Quem é pai, ou mãe, já sofreu o tormento de dizer "não" ao filho. A palavra minúscula parece violentar um sentimento que é impossível de descrever. Mas não leva muito tempo para se reconhecer o paradoxo de que o não é não apenas bom, é essencial, é imperativo.
Sem os limites do não, a criança estaria solta na infinitude do desregramento. O território do "tudo é permitido", sabem bem os pais, é perigoso para a criança. De imediato, é uma ameaça física constante e potencialmente extrema. Envolve riscos não apenas para o pequeno; ameaça o outro. E, a médio e longo prazo, os perigos são ainda maiores.
Não faltam, claro, os incentivadores da pedagógica censura. "Vai deixar esse menino fazer tudo?", "Coloque de castigo!", "Eu faria isso e aquilo", "Ah! Se fosse meu...": todo um repertório detestável, que mistura ignorância e falta de empatia. Ironicamente, quem vai por aí, pelo "não" que abre mão do diálogo age como quem esperneia diante de uma negação, aquela que o mundo dá, quando as coisas não são como se queria que fossem.
No pior estilo do "Ah! Se fosse meu filho...", uma mulher disparou gás de pimenta no cinema porque outros espectadores - seriam crianças, inclusive - teriam dado spoilers do filme "Homem-Aranha: Sem volta para casa". Ao ser contrariada, foi naquele extremo da estupidez que já adentra tipificações do código penal.
Nessa semana, também se viu o linchamento digital do ator global Ícaro Silva, por ter falado de forma grosseira do programa BBB. Por mais rude que tenha sido, a declaração é um mais do mesmo da crítica que se faz desde a primeira edição do programa. Acaso o BBB sairá do ar por conta disso? É preciso tomar o que foi dito por ofensa pessoal, ao ponto de se engajar num cancelamento?

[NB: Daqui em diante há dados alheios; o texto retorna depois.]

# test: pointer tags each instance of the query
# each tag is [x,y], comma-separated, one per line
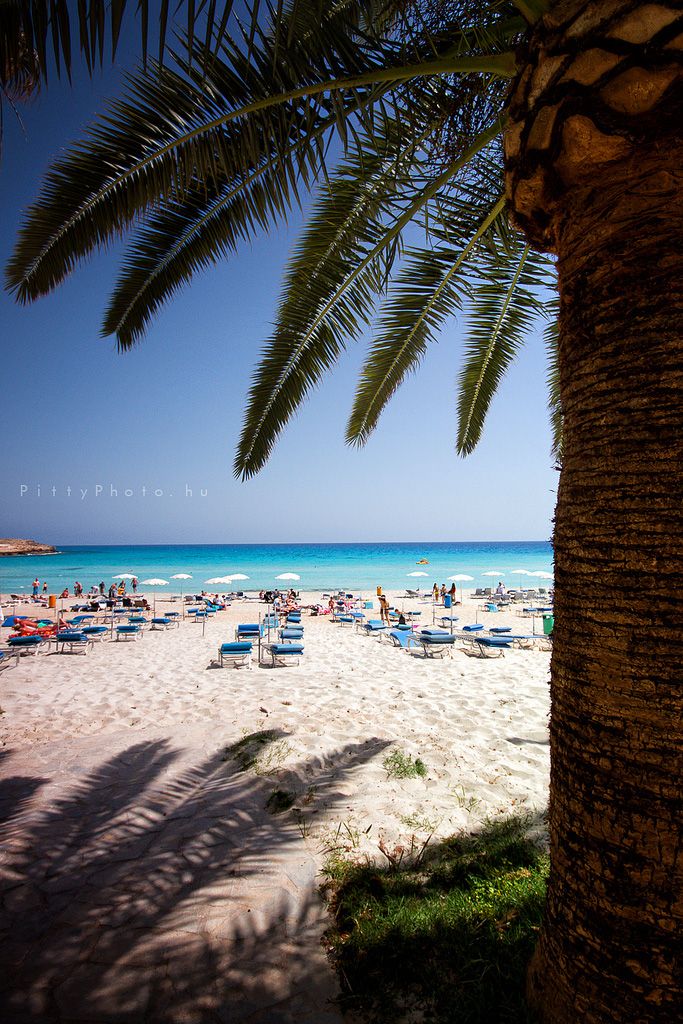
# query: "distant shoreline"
[12,546]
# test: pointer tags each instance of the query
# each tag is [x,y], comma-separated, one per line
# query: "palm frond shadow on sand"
[147,893]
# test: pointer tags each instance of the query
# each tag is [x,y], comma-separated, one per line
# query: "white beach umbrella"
[520,572]
[155,583]
[181,577]
[461,578]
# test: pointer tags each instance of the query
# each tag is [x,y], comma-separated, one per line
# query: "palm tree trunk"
[606,195]
[607,946]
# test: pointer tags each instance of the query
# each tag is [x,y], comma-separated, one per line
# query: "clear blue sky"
[167,417]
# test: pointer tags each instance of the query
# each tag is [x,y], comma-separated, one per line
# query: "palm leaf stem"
[531,10]
[357,434]
[502,65]
[220,202]
[464,431]
[425,196]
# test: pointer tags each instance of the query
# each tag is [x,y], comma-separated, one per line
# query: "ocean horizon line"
[290,544]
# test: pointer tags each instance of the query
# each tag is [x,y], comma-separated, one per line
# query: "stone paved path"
[151,885]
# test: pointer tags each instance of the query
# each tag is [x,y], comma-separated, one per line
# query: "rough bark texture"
[595,173]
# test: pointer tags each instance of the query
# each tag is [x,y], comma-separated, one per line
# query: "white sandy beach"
[479,726]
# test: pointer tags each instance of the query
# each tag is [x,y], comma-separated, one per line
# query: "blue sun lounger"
[282,653]
[74,640]
[236,653]
[374,626]
[248,631]
[95,632]
[291,633]
[434,643]
[28,645]
[128,632]
[399,637]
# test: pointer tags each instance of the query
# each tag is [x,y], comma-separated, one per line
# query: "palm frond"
[432,286]
[52,30]
[206,124]
[186,237]
[325,306]
[554,404]
[505,302]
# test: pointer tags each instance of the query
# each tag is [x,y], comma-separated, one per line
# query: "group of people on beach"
[114,591]
[439,594]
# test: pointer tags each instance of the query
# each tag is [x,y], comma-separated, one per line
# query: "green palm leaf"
[329,299]
[49,29]
[505,303]
[554,403]
[207,124]
[432,286]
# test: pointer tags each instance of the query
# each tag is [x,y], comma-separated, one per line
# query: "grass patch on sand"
[444,939]
[400,765]
[263,753]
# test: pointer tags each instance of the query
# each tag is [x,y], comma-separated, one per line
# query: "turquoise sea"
[321,566]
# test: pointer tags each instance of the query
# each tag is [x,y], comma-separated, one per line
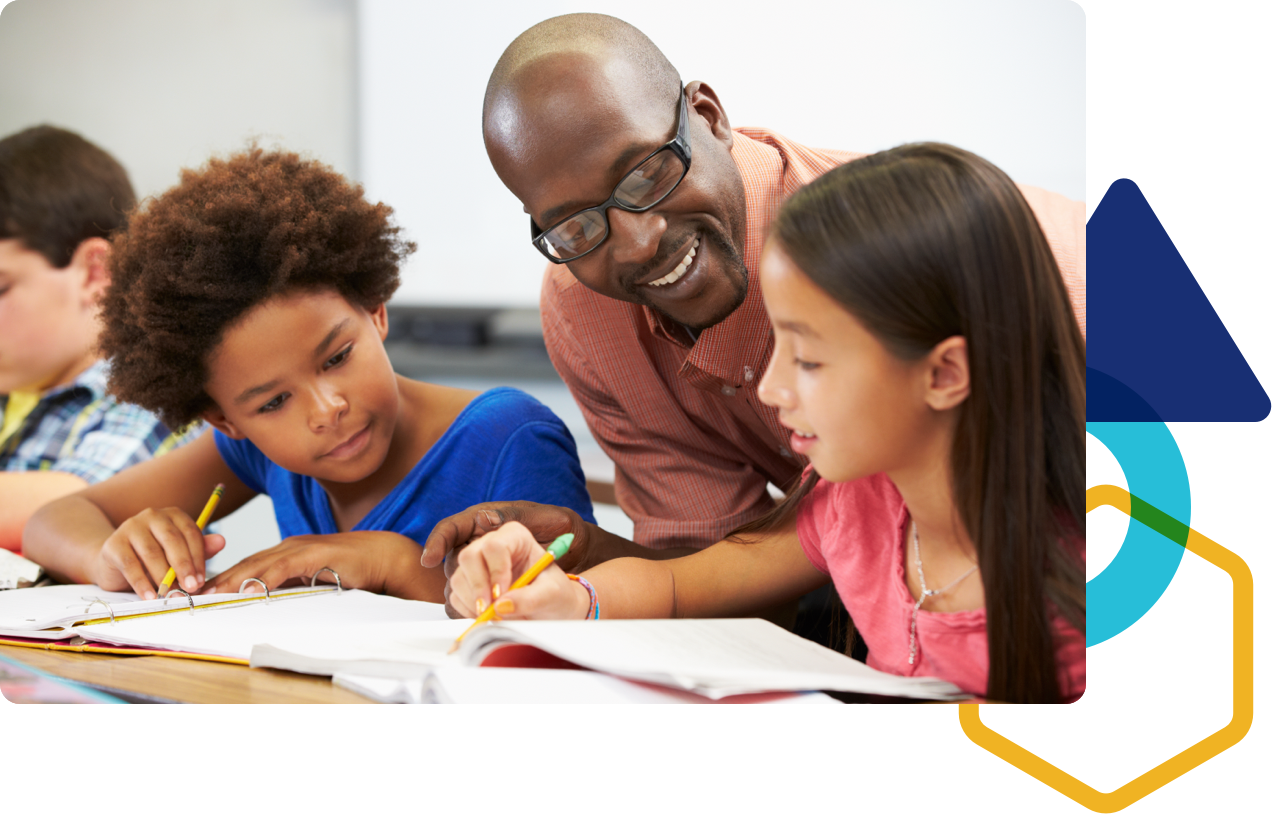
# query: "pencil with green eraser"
[202,522]
[556,550]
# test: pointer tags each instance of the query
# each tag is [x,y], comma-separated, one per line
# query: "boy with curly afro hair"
[253,295]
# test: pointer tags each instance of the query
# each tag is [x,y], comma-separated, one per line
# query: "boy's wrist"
[585,599]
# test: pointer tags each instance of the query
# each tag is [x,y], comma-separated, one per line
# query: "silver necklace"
[924,594]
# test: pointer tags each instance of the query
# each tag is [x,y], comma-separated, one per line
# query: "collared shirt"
[80,430]
[693,447]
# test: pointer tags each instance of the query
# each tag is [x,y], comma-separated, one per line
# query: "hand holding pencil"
[204,517]
[483,586]
[154,544]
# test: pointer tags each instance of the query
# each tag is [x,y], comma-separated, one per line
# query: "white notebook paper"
[715,658]
[232,632]
[467,684]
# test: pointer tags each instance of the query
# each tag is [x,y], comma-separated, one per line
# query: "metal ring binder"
[97,600]
[263,586]
[313,580]
[188,598]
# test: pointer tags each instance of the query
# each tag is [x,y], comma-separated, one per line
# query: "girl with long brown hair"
[929,364]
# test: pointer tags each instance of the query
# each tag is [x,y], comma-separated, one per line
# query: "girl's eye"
[274,403]
[338,358]
[807,365]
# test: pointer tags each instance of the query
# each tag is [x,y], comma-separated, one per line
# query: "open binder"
[219,627]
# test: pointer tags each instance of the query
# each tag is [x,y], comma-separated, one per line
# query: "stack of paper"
[467,684]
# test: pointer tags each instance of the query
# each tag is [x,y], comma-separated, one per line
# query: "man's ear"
[90,258]
[706,103]
[949,379]
[380,319]
[214,416]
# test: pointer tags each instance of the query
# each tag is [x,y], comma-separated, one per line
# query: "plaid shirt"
[693,447]
[82,430]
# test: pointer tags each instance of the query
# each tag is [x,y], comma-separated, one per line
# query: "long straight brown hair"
[925,242]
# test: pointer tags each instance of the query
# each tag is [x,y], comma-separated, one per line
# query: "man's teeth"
[681,269]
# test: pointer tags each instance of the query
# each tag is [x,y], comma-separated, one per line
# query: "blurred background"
[389,92]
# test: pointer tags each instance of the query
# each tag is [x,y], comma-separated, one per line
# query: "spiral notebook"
[220,627]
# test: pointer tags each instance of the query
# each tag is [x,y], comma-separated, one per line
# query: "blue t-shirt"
[504,445]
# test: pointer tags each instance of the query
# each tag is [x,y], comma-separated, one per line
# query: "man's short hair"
[57,190]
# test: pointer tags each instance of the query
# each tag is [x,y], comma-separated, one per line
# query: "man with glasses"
[651,210]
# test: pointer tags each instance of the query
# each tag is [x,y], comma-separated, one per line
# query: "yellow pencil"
[202,520]
[555,552]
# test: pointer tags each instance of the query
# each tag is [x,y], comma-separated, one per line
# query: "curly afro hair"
[230,235]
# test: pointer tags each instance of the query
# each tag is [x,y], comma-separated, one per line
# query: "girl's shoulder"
[860,500]
[836,519]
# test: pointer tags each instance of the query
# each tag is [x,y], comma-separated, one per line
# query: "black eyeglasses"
[640,190]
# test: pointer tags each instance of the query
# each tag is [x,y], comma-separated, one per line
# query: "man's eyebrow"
[331,336]
[625,158]
[260,389]
[799,327]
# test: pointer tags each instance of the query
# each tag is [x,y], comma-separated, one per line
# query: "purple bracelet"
[593,603]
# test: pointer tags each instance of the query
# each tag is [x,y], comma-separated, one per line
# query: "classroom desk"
[186,681]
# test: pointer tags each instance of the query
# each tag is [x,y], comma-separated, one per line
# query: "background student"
[61,197]
[252,295]
[929,364]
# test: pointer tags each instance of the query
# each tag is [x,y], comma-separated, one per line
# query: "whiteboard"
[1001,78]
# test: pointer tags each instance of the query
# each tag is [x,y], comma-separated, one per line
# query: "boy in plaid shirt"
[60,200]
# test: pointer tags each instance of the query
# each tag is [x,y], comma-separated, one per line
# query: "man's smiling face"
[571,126]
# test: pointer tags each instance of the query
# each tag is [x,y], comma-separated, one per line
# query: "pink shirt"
[856,533]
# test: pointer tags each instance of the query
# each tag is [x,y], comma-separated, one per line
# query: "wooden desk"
[186,681]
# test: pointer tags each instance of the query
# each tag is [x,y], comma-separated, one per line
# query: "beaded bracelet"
[593,603]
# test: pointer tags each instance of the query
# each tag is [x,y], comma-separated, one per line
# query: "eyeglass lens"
[642,187]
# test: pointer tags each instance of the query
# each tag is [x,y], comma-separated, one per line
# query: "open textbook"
[714,658]
[467,684]
[326,631]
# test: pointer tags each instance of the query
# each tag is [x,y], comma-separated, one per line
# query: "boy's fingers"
[472,569]
[193,544]
[152,555]
[176,553]
[127,564]
[499,565]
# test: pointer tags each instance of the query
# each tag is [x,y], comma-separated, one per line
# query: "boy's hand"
[377,561]
[139,552]
[495,561]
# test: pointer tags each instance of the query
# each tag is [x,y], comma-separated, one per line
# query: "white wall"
[1002,78]
[1178,98]
[160,84]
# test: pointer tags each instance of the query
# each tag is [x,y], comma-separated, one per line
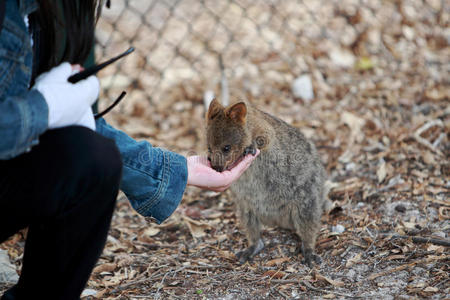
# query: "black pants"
[64,191]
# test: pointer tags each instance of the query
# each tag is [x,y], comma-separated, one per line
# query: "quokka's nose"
[218,168]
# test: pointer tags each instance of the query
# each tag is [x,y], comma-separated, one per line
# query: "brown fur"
[283,187]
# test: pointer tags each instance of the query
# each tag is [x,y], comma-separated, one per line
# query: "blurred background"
[305,61]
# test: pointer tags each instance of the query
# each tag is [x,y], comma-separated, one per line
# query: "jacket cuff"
[154,179]
[38,115]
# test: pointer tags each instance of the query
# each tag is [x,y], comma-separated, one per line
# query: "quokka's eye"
[226,149]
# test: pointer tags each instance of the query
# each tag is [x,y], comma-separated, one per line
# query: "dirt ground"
[380,118]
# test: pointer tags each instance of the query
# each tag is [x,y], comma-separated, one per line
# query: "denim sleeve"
[153,179]
[22,121]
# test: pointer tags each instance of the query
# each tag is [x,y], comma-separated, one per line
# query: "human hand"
[201,175]
[68,104]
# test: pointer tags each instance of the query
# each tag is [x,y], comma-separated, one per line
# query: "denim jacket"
[153,179]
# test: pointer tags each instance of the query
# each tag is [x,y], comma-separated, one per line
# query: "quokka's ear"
[237,112]
[214,109]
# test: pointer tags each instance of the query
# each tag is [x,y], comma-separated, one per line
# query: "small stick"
[418,239]
[425,142]
[402,267]
[94,69]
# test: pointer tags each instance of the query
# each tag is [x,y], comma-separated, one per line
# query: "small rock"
[342,58]
[302,88]
[440,234]
[400,208]
[338,228]
[8,272]
[88,292]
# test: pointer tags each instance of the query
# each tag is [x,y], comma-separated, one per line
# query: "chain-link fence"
[264,45]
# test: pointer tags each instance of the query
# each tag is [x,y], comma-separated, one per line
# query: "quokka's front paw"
[244,256]
[309,257]
[250,150]
[250,252]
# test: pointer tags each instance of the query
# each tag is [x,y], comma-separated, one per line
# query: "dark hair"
[66,30]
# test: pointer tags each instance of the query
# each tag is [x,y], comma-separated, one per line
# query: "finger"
[62,71]
[91,88]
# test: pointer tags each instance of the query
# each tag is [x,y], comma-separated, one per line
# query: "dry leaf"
[330,281]
[381,172]
[431,289]
[277,261]
[355,259]
[274,274]
[108,267]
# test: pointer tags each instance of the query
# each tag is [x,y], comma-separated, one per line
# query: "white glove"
[68,103]
[87,120]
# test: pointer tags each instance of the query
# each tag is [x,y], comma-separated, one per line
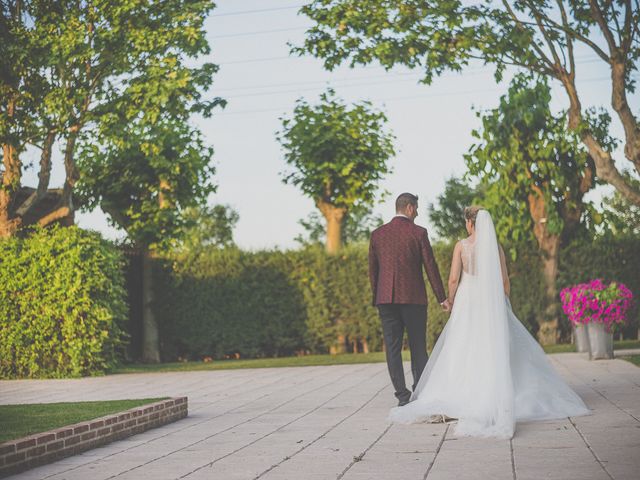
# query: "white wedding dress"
[486,370]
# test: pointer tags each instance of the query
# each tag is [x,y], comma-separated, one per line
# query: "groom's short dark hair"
[405,199]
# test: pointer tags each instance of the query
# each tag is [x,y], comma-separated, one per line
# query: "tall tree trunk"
[10,184]
[11,175]
[605,166]
[550,245]
[150,336]
[334,217]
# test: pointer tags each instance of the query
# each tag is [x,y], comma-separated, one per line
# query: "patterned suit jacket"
[397,252]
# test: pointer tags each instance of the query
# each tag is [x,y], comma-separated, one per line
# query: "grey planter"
[600,342]
[581,338]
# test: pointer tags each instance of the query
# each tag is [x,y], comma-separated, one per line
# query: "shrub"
[272,303]
[61,304]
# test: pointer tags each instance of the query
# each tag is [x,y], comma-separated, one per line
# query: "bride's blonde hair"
[471,212]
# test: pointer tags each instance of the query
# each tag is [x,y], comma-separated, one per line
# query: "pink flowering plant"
[597,302]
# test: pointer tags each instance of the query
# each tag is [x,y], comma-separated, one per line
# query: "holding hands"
[446,305]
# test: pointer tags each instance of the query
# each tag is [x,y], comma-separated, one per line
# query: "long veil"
[468,375]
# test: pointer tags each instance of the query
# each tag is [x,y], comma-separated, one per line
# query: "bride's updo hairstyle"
[470,213]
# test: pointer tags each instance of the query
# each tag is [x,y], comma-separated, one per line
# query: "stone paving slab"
[330,423]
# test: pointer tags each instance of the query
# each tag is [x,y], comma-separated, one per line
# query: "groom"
[397,252]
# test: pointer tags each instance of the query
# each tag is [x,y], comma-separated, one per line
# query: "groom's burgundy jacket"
[397,252]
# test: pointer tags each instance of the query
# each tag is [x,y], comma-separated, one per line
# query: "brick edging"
[41,448]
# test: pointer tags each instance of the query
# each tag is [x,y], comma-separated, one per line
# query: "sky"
[261,82]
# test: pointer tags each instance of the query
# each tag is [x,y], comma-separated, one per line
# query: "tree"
[338,155]
[144,176]
[447,215]
[357,227]
[621,217]
[537,36]
[209,225]
[536,174]
[67,65]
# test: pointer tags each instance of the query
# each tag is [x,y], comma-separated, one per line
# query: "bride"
[486,370]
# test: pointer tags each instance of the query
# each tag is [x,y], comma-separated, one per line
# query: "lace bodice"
[468,257]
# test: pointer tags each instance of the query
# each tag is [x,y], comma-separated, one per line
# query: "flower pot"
[581,338]
[600,341]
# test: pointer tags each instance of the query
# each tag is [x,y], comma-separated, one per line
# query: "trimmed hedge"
[224,303]
[61,304]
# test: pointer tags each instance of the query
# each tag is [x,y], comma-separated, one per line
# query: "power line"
[259,32]
[335,81]
[246,12]
[255,60]
[394,99]
[329,82]
[389,75]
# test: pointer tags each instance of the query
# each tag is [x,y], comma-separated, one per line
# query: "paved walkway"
[313,423]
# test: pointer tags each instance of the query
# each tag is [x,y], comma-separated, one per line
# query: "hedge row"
[61,304]
[229,302]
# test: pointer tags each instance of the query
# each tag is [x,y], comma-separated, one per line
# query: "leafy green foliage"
[357,226]
[537,37]
[145,176]
[222,302]
[113,82]
[621,217]
[447,215]
[62,304]
[209,225]
[337,154]
[527,154]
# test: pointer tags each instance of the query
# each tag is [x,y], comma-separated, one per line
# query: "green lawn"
[18,421]
[307,360]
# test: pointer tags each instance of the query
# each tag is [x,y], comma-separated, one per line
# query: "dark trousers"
[395,318]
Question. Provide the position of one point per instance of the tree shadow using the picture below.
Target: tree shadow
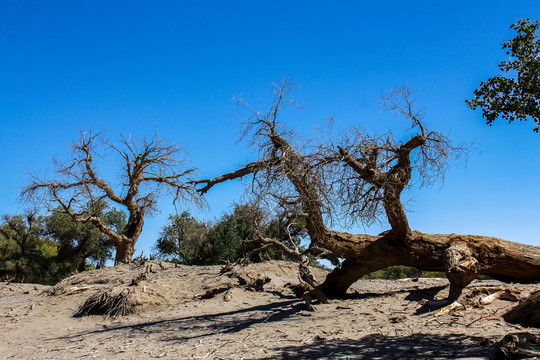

Ser contrariado, permitam-me o clichê, faz parte da vida. Não há como passarmos por esse mundo sem nos frustrarmos. Aquele não, tão difícil de um pai dizer quando somos crianças, é uma lição fundamental e radical. Ajuda a conviver com as negações que a vida tratá. Não determina nosso futuro, mas contribui para que não sejamos mimados e violentos, que a treta da vez nas redes sociais nos inflame um ódio apenas moderado e que nunca pensemos em disparar spray de pimenta em alguém que te contou como acaba o filme.